O Sport demitiu o técnico Roger Silva nesta segunda-feira, após três jogos sem vitória na temporada. A decisão encerra uma passagem marcada por tensões internas e rendimento oscilante no time da Ilha do Retiro.
Roger chegou ao clube com o projeto de ter a primeira grande chance como treinador de um time de massa. A demissão não foi decidida no calor da derrota, mas discutida há cerca de 20 dias, segundo apuração do ge.
Contexto e início da trajetória
No dia 21 de fevereiro, na semifinal do Pernambucano, a vitória sobre o Retrô por 3 a 2 mitiga, momentaneamente, o incômodo. O ponto de atenção não foi o placar, mas o comportamento do treinador no vestiário.
Durante o intervalo do jogo contra a Fênix, Roger utilizou tom contundente para cobrar o elenco, o que reacende a discussão sobre a ruptura – ainda que o time tenha levado o título estadual nos próximos jogos.
Desempenho, conflitos e desfecho
A turbulência interna ganhou intensidade após a final contra o Náutico, com debates sobre a continuidade do treinador. Em março, episódios de desentendimento com jogadores, como Clayson, contribuíram para o desgaste. Houve reunião para aparar arestas, porém sem efeito imediato.

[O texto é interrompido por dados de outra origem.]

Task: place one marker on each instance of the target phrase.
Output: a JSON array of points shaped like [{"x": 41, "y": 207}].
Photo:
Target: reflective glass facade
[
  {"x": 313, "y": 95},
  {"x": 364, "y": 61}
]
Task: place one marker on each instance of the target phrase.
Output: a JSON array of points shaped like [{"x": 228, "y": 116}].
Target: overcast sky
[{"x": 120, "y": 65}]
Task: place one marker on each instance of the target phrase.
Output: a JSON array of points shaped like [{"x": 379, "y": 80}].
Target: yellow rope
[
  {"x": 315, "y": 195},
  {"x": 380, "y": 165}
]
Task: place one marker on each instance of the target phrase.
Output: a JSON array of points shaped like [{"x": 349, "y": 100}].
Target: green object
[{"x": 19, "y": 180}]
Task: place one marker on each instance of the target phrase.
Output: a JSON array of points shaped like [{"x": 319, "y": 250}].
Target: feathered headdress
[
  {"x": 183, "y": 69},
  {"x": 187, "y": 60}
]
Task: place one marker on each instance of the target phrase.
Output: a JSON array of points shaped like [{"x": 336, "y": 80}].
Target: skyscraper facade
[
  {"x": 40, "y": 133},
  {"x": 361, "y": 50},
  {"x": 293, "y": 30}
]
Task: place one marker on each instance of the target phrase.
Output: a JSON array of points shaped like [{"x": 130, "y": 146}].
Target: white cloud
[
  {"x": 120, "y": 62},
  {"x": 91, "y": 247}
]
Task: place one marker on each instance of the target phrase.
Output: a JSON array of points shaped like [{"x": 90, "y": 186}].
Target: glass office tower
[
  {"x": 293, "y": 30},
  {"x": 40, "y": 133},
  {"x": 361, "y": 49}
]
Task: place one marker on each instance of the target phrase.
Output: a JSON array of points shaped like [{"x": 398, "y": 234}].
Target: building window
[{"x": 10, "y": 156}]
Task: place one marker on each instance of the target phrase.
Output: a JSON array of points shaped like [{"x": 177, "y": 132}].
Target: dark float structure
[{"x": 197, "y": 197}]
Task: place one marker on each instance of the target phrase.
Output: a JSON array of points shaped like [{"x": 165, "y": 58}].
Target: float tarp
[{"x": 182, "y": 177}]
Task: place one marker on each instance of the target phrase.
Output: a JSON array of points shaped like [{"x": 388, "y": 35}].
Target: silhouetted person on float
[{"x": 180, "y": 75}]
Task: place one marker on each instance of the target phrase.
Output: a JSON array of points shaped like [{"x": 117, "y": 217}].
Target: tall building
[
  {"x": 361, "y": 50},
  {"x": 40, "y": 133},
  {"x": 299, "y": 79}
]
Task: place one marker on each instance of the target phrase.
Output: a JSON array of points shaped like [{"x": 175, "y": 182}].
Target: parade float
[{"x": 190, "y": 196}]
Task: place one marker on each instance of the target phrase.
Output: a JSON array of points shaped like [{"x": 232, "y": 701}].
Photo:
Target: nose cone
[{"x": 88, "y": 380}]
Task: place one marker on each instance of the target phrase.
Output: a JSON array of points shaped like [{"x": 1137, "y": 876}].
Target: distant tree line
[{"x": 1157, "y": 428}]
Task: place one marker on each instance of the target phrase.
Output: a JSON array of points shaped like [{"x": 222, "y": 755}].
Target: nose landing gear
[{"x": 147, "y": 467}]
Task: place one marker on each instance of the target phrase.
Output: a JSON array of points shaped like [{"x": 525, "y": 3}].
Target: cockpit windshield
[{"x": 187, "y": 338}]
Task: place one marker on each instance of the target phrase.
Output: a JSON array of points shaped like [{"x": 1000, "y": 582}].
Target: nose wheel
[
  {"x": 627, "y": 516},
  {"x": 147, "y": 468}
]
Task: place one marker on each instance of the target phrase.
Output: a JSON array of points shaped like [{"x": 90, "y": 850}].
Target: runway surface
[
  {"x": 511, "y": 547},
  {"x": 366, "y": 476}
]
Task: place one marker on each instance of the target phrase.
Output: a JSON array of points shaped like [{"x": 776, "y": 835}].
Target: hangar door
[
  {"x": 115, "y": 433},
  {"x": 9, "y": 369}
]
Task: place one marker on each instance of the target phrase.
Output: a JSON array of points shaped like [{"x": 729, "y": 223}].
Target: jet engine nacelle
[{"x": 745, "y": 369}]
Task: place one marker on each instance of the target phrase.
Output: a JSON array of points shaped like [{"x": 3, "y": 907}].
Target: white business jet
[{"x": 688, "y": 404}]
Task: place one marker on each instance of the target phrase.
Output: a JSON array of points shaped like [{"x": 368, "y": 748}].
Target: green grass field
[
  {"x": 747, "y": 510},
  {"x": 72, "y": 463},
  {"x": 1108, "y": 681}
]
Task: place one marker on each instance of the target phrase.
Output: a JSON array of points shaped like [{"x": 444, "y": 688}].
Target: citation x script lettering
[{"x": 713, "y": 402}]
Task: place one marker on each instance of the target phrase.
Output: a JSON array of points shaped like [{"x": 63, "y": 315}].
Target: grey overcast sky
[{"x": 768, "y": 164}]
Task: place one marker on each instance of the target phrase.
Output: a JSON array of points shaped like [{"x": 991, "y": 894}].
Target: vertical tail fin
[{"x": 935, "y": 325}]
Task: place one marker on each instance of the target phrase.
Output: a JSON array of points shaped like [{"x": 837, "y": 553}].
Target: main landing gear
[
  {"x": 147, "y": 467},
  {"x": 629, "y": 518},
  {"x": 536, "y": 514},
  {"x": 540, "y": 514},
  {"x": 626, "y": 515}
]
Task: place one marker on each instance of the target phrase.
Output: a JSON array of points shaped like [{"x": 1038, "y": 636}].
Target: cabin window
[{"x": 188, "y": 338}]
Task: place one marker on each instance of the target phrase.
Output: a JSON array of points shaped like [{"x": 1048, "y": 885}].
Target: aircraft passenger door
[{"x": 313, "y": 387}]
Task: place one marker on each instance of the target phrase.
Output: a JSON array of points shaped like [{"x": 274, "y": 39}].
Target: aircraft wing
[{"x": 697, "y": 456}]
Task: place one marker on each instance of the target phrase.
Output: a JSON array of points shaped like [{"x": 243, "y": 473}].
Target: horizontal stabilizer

Na Copa do Brasil, o Sport avançou após pênaltis contra a Desportiva Ferroviária, mas passou por nova crise após a derrota para o Athletic-MG, que abriu brecha para o questionamento sobre a permanência de Roger.
Após o empate e saída
A atuação morna contra o Cuiabá, em 0 a 0, acelerou a decisão de desligar Roger. A diretoria reuniu-se e abriu mão do treinador, encerrando um ciclo curto, com avaliação de que o projeto não estava emocionalmente preparado para o tamanho do clube.